Differential methylation of E2 binding sites in episomal and integrated HPV 16 genomes in preinvasive and invasive cervical lesions

摘要

Enhanced expression of the HPV 16 E6-E7 oncogenes may trigger neoplastic transformation of the squamous epithelial cells at the uterine cervix. The HPV E2 protein is a key transcriptional regulator of the E6-E7 genes. It binds to four E2 binding sites (E2BSs 1-4) in the viral upstream regulatory region (URR). Modification of E2 functions, for example, by methylation of E2BSs is hypothesized to trigger enhanced expression of the viral E6-E7 oncogenes. In the majority of HPV-transformed premalignant lesions and about half of cervical carcinomas HPV genomes persist in an extra-chromosomal, episomal state, whereas they are integrated into host cells chromosomes in the remaining lesions.
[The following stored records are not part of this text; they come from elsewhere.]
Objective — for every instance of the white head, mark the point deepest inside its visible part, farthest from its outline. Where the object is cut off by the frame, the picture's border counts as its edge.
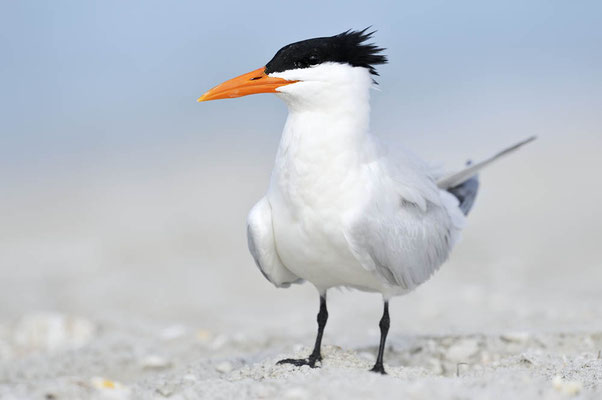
(312, 74)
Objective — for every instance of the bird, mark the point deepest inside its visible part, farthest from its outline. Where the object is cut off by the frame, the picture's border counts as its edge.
(342, 208)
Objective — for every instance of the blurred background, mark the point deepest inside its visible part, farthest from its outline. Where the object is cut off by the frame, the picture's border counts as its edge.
(121, 197)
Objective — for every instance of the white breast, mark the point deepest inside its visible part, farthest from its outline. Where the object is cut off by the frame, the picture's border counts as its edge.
(318, 178)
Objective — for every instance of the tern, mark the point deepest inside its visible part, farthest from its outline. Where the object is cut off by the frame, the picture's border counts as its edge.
(342, 209)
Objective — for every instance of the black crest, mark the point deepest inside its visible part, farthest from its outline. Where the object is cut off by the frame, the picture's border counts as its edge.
(348, 47)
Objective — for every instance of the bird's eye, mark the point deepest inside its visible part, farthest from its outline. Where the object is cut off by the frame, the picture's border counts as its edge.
(313, 60)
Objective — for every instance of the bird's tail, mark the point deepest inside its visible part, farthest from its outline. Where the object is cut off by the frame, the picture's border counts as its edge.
(464, 184)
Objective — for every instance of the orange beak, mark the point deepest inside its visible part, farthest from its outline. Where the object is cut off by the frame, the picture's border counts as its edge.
(250, 83)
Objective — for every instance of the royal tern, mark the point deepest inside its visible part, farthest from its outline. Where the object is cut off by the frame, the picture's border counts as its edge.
(340, 209)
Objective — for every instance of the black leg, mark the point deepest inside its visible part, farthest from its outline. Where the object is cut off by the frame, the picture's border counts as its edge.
(384, 329)
(315, 355)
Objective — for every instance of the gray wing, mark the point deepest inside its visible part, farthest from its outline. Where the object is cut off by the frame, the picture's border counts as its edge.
(406, 246)
(260, 236)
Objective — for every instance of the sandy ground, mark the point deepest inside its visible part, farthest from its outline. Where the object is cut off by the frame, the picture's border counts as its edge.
(130, 285)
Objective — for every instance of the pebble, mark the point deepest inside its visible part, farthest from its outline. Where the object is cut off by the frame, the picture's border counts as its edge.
(462, 350)
(224, 367)
(570, 388)
(173, 332)
(296, 393)
(516, 337)
(155, 362)
(52, 331)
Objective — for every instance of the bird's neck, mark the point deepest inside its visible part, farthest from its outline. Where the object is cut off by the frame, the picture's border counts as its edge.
(333, 127)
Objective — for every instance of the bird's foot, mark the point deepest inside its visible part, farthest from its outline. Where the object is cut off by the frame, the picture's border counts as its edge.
(299, 362)
(379, 368)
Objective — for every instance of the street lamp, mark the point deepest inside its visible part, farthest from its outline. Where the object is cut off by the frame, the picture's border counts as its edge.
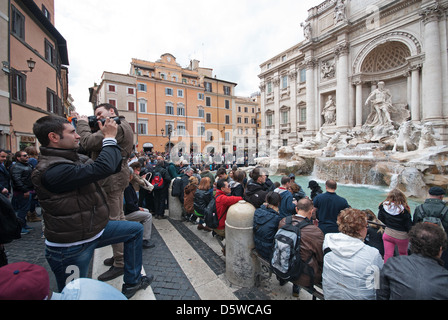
(170, 131)
(31, 64)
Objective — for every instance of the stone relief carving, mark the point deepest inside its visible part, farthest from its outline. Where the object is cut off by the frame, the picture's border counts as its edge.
(329, 112)
(307, 30)
(340, 11)
(328, 69)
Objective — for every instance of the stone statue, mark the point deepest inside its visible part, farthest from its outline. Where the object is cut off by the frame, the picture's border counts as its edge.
(306, 29)
(381, 101)
(339, 11)
(427, 136)
(327, 70)
(405, 139)
(329, 112)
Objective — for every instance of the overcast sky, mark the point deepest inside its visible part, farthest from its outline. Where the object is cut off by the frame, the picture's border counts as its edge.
(232, 37)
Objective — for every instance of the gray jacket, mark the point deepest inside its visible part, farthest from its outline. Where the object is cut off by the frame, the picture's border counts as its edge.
(413, 277)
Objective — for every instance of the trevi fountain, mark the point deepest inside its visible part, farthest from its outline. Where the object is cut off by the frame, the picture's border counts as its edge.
(388, 150)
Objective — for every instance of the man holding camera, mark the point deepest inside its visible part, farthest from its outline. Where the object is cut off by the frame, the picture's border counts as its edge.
(76, 212)
(114, 186)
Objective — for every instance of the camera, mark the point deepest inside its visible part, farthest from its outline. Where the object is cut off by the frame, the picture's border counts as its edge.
(93, 121)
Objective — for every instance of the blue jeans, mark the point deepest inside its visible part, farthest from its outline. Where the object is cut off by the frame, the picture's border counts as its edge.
(73, 262)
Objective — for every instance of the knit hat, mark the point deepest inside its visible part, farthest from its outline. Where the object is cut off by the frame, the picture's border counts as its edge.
(24, 281)
(437, 191)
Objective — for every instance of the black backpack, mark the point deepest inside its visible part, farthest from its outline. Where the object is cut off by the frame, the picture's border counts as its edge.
(286, 261)
(10, 226)
(176, 188)
(210, 215)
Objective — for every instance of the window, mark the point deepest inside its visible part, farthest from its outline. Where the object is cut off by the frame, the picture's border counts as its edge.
(111, 88)
(132, 124)
(208, 87)
(201, 129)
(18, 86)
(143, 127)
(181, 129)
(303, 115)
(17, 23)
(49, 52)
(302, 75)
(52, 101)
(269, 121)
(169, 108)
(142, 106)
(181, 110)
(142, 87)
(284, 82)
(46, 13)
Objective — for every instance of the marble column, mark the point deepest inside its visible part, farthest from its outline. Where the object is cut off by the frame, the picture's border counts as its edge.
(415, 94)
(359, 103)
(293, 106)
(310, 96)
(342, 89)
(432, 71)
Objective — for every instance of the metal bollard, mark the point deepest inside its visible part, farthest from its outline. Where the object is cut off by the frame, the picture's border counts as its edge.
(174, 205)
(240, 264)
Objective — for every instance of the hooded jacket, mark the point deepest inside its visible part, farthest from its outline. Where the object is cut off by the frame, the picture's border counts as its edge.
(72, 201)
(287, 207)
(395, 217)
(266, 222)
(351, 268)
(255, 194)
(201, 200)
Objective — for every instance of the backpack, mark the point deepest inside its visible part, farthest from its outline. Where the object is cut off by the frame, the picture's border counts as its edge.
(286, 261)
(434, 219)
(157, 180)
(10, 226)
(210, 216)
(176, 188)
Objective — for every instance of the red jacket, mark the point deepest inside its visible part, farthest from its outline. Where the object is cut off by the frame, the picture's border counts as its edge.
(223, 203)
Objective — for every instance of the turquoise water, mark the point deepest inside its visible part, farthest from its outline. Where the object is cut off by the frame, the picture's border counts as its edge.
(358, 196)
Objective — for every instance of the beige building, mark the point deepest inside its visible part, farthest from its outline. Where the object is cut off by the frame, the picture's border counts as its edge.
(5, 128)
(120, 91)
(35, 67)
(349, 47)
(245, 134)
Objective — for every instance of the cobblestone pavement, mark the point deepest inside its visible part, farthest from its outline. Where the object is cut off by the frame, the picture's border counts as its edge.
(170, 279)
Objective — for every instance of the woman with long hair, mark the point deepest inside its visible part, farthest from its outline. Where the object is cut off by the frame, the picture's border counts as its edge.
(395, 213)
(202, 197)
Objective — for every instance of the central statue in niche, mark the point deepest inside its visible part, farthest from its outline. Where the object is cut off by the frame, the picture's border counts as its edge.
(381, 102)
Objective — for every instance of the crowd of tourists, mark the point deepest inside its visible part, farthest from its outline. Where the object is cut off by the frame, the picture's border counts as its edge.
(94, 191)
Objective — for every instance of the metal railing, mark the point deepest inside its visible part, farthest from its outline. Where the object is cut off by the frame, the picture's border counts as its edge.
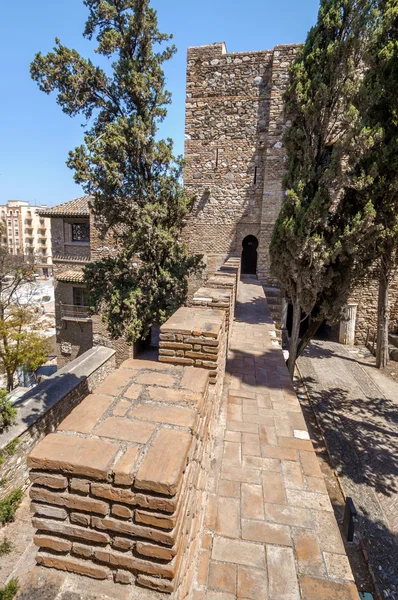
(76, 313)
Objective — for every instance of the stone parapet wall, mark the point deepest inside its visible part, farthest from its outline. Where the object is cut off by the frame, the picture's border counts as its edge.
(218, 298)
(41, 410)
(224, 281)
(118, 491)
(366, 295)
(196, 337)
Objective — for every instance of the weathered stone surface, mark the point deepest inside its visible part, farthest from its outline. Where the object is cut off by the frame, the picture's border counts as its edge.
(57, 544)
(83, 418)
(163, 466)
(56, 482)
(72, 531)
(182, 417)
(82, 567)
(74, 455)
(120, 428)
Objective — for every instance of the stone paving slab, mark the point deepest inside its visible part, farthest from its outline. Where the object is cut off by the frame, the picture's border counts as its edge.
(357, 410)
(269, 530)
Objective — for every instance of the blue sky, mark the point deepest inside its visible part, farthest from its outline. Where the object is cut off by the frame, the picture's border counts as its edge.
(35, 136)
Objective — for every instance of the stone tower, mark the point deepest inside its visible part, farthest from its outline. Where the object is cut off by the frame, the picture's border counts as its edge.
(233, 152)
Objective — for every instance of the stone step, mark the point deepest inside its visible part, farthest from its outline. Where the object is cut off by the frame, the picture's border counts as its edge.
(272, 292)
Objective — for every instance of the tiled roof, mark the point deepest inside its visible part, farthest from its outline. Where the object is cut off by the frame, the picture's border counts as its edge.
(78, 207)
(71, 277)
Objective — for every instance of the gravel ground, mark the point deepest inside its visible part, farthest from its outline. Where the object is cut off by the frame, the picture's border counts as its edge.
(359, 423)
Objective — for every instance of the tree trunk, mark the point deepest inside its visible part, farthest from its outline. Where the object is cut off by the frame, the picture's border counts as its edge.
(307, 337)
(10, 382)
(382, 355)
(294, 338)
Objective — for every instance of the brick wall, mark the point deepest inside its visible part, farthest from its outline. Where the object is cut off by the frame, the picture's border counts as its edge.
(119, 490)
(41, 410)
(366, 295)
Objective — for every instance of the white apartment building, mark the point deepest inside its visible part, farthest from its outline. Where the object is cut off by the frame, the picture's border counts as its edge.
(24, 231)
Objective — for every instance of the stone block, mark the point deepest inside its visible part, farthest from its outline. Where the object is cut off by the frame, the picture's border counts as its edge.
(74, 455)
(162, 468)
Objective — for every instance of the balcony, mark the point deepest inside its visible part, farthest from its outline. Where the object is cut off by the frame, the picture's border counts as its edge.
(70, 312)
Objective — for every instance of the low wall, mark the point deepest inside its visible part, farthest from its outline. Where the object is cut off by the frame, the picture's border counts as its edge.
(218, 298)
(41, 410)
(118, 491)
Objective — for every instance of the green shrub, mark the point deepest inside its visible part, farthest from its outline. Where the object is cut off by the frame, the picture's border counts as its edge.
(11, 448)
(8, 591)
(5, 547)
(8, 414)
(9, 505)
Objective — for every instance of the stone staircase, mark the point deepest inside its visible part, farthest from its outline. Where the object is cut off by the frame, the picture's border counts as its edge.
(274, 301)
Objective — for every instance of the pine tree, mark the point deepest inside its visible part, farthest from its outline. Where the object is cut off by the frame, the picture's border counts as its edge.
(380, 112)
(316, 244)
(134, 178)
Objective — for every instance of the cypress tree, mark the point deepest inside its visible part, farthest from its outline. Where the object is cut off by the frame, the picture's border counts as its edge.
(317, 240)
(133, 178)
(380, 104)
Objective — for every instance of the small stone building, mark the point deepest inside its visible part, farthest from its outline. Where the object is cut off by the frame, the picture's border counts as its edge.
(75, 243)
(234, 167)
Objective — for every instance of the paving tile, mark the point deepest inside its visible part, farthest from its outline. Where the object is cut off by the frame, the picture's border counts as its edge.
(289, 515)
(274, 489)
(282, 577)
(230, 489)
(308, 553)
(83, 418)
(293, 475)
(252, 501)
(268, 533)
(310, 464)
(232, 454)
(222, 576)
(328, 532)
(120, 428)
(311, 500)
(238, 552)
(233, 436)
(280, 453)
(338, 566)
(228, 517)
(245, 427)
(316, 589)
(263, 464)
(252, 584)
(165, 461)
(242, 475)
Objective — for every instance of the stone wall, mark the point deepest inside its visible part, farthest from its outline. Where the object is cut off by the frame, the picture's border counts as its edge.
(119, 490)
(41, 410)
(233, 151)
(366, 295)
(195, 337)
(73, 338)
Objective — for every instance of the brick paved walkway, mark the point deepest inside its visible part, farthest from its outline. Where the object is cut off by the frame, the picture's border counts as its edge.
(270, 531)
(357, 409)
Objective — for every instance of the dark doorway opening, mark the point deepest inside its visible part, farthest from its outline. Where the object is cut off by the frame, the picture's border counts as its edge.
(249, 255)
(326, 331)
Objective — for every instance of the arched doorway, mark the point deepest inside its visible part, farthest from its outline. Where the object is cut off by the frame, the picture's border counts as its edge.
(249, 255)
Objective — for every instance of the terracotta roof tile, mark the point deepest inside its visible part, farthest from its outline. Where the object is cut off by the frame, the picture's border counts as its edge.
(78, 207)
(71, 277)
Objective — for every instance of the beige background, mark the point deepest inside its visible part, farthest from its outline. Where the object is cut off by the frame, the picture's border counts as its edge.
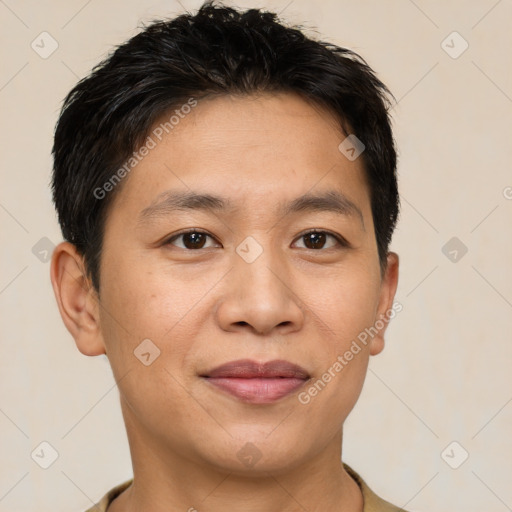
(445, 374)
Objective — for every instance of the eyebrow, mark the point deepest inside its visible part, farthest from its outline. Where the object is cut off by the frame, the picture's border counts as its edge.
(171, 201)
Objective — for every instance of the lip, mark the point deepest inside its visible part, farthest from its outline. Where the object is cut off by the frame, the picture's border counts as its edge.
(257, 383)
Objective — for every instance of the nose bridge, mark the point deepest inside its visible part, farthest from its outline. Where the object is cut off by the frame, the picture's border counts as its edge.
(259, 266)
(259, 293)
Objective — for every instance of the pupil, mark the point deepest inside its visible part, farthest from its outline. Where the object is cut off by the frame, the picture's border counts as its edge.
(317, 239)
(196, 240)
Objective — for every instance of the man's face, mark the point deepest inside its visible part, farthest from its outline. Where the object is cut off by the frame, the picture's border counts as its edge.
(248, 285)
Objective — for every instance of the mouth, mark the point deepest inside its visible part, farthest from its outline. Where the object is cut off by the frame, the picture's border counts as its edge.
(257, 383)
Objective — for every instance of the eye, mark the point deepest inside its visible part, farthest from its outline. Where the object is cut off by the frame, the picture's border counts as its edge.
(316, 239)
(192, 239)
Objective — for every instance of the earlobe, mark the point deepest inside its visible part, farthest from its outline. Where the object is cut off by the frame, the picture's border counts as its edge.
(76, 299)
(385, 310)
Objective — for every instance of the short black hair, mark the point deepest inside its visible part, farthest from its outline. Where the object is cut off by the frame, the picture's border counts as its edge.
(219, 50)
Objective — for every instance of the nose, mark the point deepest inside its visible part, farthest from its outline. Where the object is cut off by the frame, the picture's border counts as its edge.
(259, 297)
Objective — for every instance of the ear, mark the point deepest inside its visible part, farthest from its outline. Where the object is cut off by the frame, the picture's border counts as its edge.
(77, 299)
(385, 309)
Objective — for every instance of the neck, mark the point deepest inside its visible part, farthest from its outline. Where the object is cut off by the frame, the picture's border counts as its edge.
(166, 480)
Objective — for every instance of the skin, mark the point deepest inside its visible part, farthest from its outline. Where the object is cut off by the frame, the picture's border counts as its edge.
(204, 307)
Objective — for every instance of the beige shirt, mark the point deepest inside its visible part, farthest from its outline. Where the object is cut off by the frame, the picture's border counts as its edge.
(371, 502)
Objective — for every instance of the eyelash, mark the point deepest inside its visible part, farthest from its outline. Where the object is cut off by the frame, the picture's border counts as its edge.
(342, 242)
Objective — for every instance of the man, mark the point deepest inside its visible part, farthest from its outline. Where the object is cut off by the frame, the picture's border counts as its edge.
(227, 191)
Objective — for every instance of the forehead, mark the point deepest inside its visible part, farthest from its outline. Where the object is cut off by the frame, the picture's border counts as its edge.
(251, 150)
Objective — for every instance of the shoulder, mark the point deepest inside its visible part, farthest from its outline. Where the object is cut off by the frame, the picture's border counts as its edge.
(372, 502)
(102, 505)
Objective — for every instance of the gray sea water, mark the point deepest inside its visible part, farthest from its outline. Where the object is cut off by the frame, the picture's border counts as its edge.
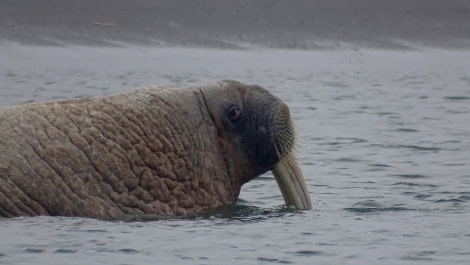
(385, 152)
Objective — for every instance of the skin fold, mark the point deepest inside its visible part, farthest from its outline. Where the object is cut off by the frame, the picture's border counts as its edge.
(164, 151)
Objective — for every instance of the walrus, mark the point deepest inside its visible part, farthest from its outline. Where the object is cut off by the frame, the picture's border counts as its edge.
(163, 151)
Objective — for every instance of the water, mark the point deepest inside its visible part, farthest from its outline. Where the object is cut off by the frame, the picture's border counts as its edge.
(385, 151)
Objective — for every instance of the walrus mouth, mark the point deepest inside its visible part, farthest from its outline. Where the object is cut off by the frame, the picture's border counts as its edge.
(291, 182)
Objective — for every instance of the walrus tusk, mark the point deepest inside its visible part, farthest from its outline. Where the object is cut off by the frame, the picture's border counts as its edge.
(290, 179)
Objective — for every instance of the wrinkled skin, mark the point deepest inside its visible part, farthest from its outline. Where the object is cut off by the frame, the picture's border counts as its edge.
(156, 151)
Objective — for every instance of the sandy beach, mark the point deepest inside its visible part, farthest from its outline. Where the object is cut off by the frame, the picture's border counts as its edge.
(239, 24)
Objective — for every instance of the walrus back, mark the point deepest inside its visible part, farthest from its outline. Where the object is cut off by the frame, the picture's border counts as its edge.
(99, 157)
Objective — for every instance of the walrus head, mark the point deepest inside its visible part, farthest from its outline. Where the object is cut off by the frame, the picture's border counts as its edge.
(257, 134)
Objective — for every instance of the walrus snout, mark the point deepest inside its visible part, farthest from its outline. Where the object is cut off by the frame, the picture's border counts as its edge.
(268, 135)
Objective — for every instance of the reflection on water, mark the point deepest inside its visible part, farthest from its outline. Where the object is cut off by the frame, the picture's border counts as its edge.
(384, 149)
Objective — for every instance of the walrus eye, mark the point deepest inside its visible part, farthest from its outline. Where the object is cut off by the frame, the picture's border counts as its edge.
(234, 113)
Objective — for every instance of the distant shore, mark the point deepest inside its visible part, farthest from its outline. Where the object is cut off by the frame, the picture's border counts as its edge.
(302, 24)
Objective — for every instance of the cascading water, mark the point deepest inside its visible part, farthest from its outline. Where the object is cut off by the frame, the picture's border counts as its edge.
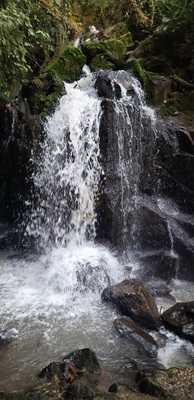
(68, 172)
(53, 299)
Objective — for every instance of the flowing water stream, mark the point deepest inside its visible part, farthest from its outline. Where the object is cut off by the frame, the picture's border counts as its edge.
(52, 298)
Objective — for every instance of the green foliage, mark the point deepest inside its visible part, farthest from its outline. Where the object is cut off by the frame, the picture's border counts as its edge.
(106, 53)
(29, 35)
(179, 11)
(68, 66)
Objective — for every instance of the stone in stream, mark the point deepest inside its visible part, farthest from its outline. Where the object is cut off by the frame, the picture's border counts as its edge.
(7, 335)
(91, 278)
(170, 384)
(122, 392)
(180, 319)
(106, 87)
(134, 300)
(130, 330)
(78, 373)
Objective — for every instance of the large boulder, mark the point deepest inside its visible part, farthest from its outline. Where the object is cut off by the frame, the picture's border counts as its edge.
(134, 300)
(171, 384)
(77, 374)
(131, 331)
(180, 319)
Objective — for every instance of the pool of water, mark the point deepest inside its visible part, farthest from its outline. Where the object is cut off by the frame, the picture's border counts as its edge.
(53, 302)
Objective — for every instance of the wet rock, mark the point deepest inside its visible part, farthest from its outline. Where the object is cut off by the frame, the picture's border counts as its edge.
(78, 391)
(130, 330)
(106, 87)
(6, 336)
(180, 319)
(134, 300)
(122, 392)
(78, 373)
(174, 383)
(92, 278)
(159, 88)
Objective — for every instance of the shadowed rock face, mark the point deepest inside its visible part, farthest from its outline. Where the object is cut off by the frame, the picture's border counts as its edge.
(131, 331)
(180, 319)
(20, 134)
(145, 161)
(132, 299)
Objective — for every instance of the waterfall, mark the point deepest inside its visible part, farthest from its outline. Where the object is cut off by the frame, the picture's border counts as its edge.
(67, 174)
(69, 171)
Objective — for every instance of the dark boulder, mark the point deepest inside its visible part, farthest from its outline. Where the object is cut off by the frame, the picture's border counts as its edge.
(180, 319)
(79, 391)
(134, 300)
(77, 375)
(91, 278)
(106, 88)
(130, 330)
(7, 335)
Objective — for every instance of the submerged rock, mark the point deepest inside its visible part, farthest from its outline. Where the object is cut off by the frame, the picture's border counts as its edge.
(134, 300)
(122, 392)
(78, 373)
(174, 383)
(92, 278)
(6, 336)
(130, 330)
(106, 87)
(180, 319)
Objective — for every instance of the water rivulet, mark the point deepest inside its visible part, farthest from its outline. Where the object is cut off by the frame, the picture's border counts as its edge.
(110, 169)
(100, 181)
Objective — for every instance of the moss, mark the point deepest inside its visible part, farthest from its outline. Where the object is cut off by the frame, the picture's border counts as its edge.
(24, 396)
(113, 51)
(138, 70)
(68, 66)
(100, 62)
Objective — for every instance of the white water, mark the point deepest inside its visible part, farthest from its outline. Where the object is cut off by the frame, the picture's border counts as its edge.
(68, 172)
(53, 300)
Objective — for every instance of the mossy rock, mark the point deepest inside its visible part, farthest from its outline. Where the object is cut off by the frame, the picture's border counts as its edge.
(137, 68)
(100, 62)
(43, 94)
(35, 395)
(113, 50)
(68, 66)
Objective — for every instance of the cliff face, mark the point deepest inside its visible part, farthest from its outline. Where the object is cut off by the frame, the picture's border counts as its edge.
(157, 49)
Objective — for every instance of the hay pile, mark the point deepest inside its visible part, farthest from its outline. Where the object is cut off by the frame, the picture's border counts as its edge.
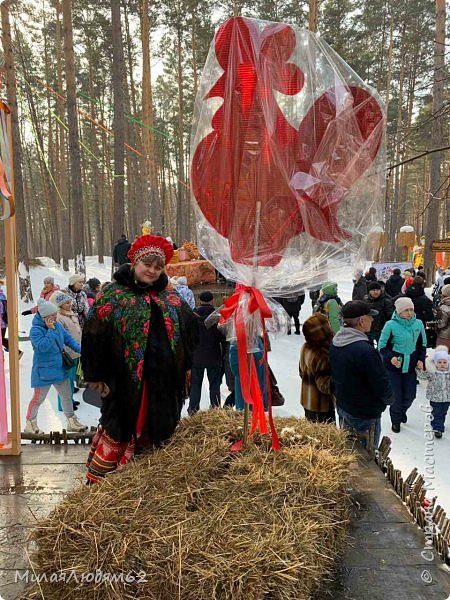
(202, 524)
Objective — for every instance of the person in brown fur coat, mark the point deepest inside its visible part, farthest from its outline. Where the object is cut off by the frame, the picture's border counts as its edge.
(314, 367)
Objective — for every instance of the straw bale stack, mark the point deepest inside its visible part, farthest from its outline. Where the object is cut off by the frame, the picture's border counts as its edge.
(194, 522)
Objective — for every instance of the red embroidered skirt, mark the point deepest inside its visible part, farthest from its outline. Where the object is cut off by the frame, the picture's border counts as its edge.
(106, 454)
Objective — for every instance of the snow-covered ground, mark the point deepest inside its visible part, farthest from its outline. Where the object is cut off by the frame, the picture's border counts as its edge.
(408, 447)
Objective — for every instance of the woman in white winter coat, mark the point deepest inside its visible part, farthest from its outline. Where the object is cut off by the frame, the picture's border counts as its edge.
(71, 324)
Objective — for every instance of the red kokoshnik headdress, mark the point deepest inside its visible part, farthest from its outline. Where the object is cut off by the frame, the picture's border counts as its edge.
(145, 246)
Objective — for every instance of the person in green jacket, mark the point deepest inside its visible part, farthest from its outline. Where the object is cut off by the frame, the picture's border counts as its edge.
(330, 305)
(403, 345)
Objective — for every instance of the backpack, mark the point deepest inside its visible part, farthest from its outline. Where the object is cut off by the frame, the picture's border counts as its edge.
(322, 308)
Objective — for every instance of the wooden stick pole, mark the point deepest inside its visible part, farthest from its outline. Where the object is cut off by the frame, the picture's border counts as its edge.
(13, 447)
(255, 264)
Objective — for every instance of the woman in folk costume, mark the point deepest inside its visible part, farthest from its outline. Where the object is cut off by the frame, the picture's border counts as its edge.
(136, 349)
(314, 368)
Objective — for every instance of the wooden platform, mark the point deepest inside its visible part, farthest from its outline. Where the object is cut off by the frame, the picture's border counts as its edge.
(382, 562)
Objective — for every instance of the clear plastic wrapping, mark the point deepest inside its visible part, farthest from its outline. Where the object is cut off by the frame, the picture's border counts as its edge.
(287, 158)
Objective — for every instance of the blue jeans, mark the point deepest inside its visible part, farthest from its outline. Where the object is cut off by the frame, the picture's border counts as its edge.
(404, 386)
(72, 375)
(348, 421)
(215, 379)
(439, 412)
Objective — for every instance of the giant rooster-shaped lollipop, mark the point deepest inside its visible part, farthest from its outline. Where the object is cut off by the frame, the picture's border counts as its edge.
(284, 131)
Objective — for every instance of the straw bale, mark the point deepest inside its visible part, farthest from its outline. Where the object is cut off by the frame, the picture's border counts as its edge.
(196, 522)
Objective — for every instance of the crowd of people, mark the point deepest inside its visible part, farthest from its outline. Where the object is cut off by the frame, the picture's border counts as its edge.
(143, 342)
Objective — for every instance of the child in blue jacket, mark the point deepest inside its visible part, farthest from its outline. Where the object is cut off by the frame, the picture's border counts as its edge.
(403, 345)
(48, 338)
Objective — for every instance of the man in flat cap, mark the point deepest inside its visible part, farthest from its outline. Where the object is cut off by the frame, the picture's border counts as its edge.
(362, 387)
Here we compared the methylation profile of E2BSs 1-4 of the HPV 16 URR in a series of 18 HPV16-positive premalignant lesions and 33 invasive cervical cancers. CpGs within the E2BSs 1, 3, and 4 were higher methylated in all lesions with only episomal HPV16 genomes compared with lesions displaying single integrated copies. Samples with multiple HPV16 integrated copies displayed high methylation levels for all CpGs suggesting that the majority of multiple copies were silenced by extensive methylation. These data support the hypothesis that differential methylation of the E2BSs 1, 3 and 4 is related to the activation of viral oncogene expression in cervical lesions as long as the viral genome remains in the episomal state. Once the virus becomes integrated into host cell chromosomes these methylation patterns may be substantially altered due to complex epigenetic changes of integrated HPV genomes. What's new? Upregulation of the E6 and E7 oncogenes in human papillomavirus (HPV) is known to promote tumor growth in the uterine cervix and has been hypothesized as being enhanced by the methylation of regulatory E2 binding sites (E2BSs). This analysis reveals a correlation between E2BSs methylation and viral integration state in invasive cervical cancers associated with the predominant high risk-HPV type, HPV16. Methylation levels varied according to whether HPV was only episomal and whether a single copy or multiple copies of HPV had been integrated into lesions. The data substantiate the crucial role of differential E2BS methylation in HPV-related neoplasms and could facilitate the development of novel treatments.